The cliffs here are stunning – dramatic rock formations and shadowy caves – I try my best not to run screaming away from the edge.
Damian has no such fears…………….
By the time we reach Broad Haven, a “broad” beach encircled by dunes, the light is fading and I am tempted to suggest taking the road inland to the nearest village (Bosherston) which is in fact our final destination.
Reluctant to give up we take a quick look at the map, which encourages us to think that we can just about make it to St. Govan’s Head before dark. Onwards ever onwards we meander through the soft dunes and eventually find the path back up on to the cliffs. There now follows an uncomfortable half an hour when we find ourselves thrown into a relentless series of very steep ascents and descents – my walking pole comes into its own despite the fact that I don’t like to use it too much after the frozen shoulder incident.
Eventually we walk through the checkpoint indicating the beginning of the Castlemartin firing range – no red flags flying thank goodness.
From the car park where the road runs inland into Bosherston, is a path leading to a flight of stone steps which wind steeply down to St. Govan’s Chapel – it’s almost like walking into the slate roof.
There are a few people standing around in the narrow rocky inlet, all probably trying to imagine what it must have been like to live here as a 6th century Irish monk. The story goes (one of two) that on the run from pirates, the cliffs at this spot mysteriously opened up to allow him to escape by hiding in a cave. He then decided to move in, living on fish and water from a nearby spring. His devotion to his maker earned him a sainthood and in the 13th century the chapel was built over the cave in his honour.

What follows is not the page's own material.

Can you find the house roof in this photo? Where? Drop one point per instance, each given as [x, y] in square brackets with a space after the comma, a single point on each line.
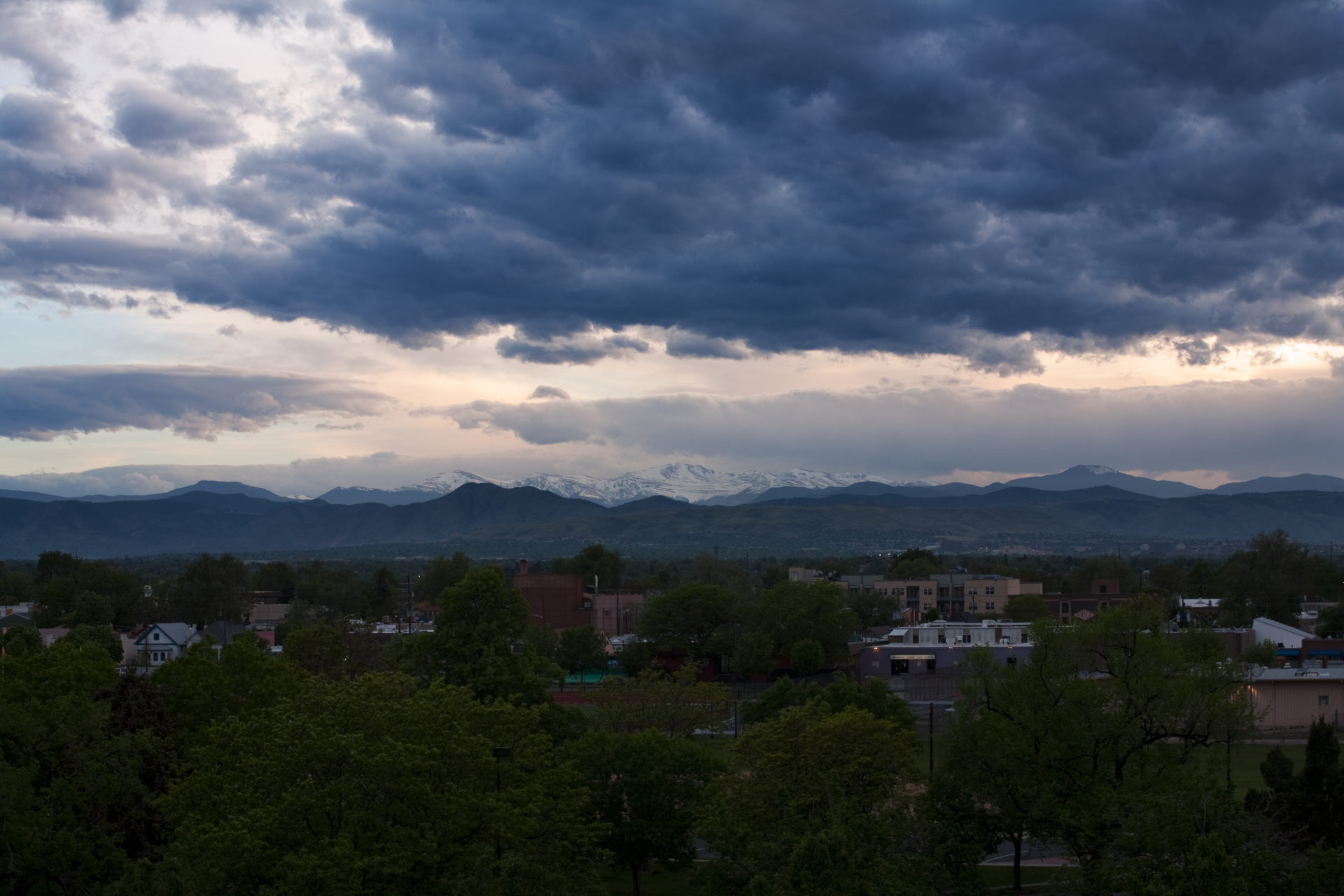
[178, 633]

The road into Bosherston is thankfully flat and after allowing Damian his five minutes of quality Dr. Doolittle time, it doesn’t take long before we are ensconced in a corner of St. Govan’s Country Inn which is the local pub.
The publican is friendly and calls up a local taxi for us.”Want to try my Christmas beer?” he asks. “Can’t stand the stuff myself.”
We are nevertheless very happy with it.